Nonostante tutto questo, però, io continuo a considerare con un po’ di apprensione l’idea di un’Università in Italia dove si studi solo in inglese, anche se si tratta di una facoltà scientifica o tecnologica. Io mi sono laureato in ingegneria aeronautica proprio al Politecnico di Milano. Pur non avendolo studiato a scuola, quando ero matricola conoscevo già discretamente l’inglese, avendolo appreso da canzoni, videogiochi, giochi di ruolo, qualche lezione privata e un mese di soggiorno all’estero. Ma durante la mia permanenza all’università la mia conoscenza della lingua migliorò molto, in buona parte per la necessità continua di utilizzarlo. Dopo il biennio non c’era praticamente corso i cui testi principali non fossero in inglese, per non parlare degli gli articoli che mi servirono per la tesi di laurea. Quindi a mio avviso, anche senza lezioni in lingua straniera, l’inglese lo si impara comunque.
D’altra parte, al Politecnico ho imparato anche un bel po’ di gergo specialistico italiano. Ho appreso, per esempio, che la componente della forza aerodinamica perpendicolare al vento relativo, e che perciò tiene l’aereo in volo (in inglese lift), in italiano si chiama portanza. Ho imparato che un veicolo che sfrutta la portanza per volare viene detto velivolo, un termine che in inglese neppure ha il corrispondente, e che è stato inventato nientemeno che da Gabriele D’Annunzio. Ho scoperto che l’azione di un corpo che gira su se stesso poggiando su un unico punto, come fa una trottola, si chiama prillare (in inglese to spin), una parola che al di fuori dei testi tecnici ho trovato solo nel Pasticciaccio di Gadda (che non a caso al Politecnico aveva studiato).

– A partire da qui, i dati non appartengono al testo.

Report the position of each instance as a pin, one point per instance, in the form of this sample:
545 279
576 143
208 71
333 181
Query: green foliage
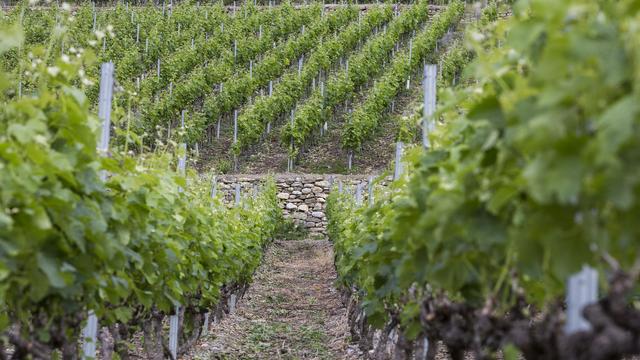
144 238
531 175
363 65
366 117
292 86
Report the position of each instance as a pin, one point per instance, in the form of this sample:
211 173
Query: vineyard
263 180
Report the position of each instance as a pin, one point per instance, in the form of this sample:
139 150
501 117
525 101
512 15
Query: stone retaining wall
302 198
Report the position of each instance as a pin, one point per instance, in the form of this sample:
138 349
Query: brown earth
292 310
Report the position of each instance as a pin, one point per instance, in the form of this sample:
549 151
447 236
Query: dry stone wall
302 198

Potrei andare avanti a lungo. Certo, bisogna notare che si tratta di un gergo ottocentesco o del primo Novecento. Oggi l’evoluzione di scienza e tecnologia è talmente rapida, e le comunicazioni talmente immediate, che quasi mai la traduzione italiana di un neologismo inglese riesce ad imporsi. Oggi usiamo il computer, nonostante sia sempre esistito l’analogo italiano calcolatore. Nessuno ha mai pensato di usare un topo al posto del mouse, e anche nei rarissimi casi in cui si adotta una parola italiana, diventa subito obsoleta: chi mai oggigiorno usa più un masterizzatore? E tuttavia quel gergo scientifico di base della lingua italiana non è inutile: permette di parlare di scienza e di tecnologia in una lingua che è ancora la nostra. È quello che permette a me, che di mestiere scrivo di tecnologia e di scienza, di farmi capire. Ed è evidente che, se lo studio della scienza avverrà solo in inglese, nel giro di un paio di generazioni quel gergo sparirà del tutto.
Non voglio fare il catastrofista. Sono convinto che le modifiche della lingua siano ineluttabili, e che dove qualcosa va perso qualcos’altro viene guadagnato. La lingua italiana che oggi tanto amiamo è il risultato di una corruzione del latino da parte di barbari e ignoranti. Se una parola sparisce vuol dire che ha perduto la sua funzione, ed è inutile piangerci sopra. E tuttavia la prospettiva non mi rallegra. Ho sempre pensato che uno dei grossi problemi del nostro Paese risiedesse nel fatto che le persone cosiddette di cultura considerano spesso la scienza come una cosa estranea o superflua. È una frattura che tuttora si fa molta fatica a colmare. E sarà ancora più difficile colmarla se per parlare di scienza occorrerà abbandonare l’italiano.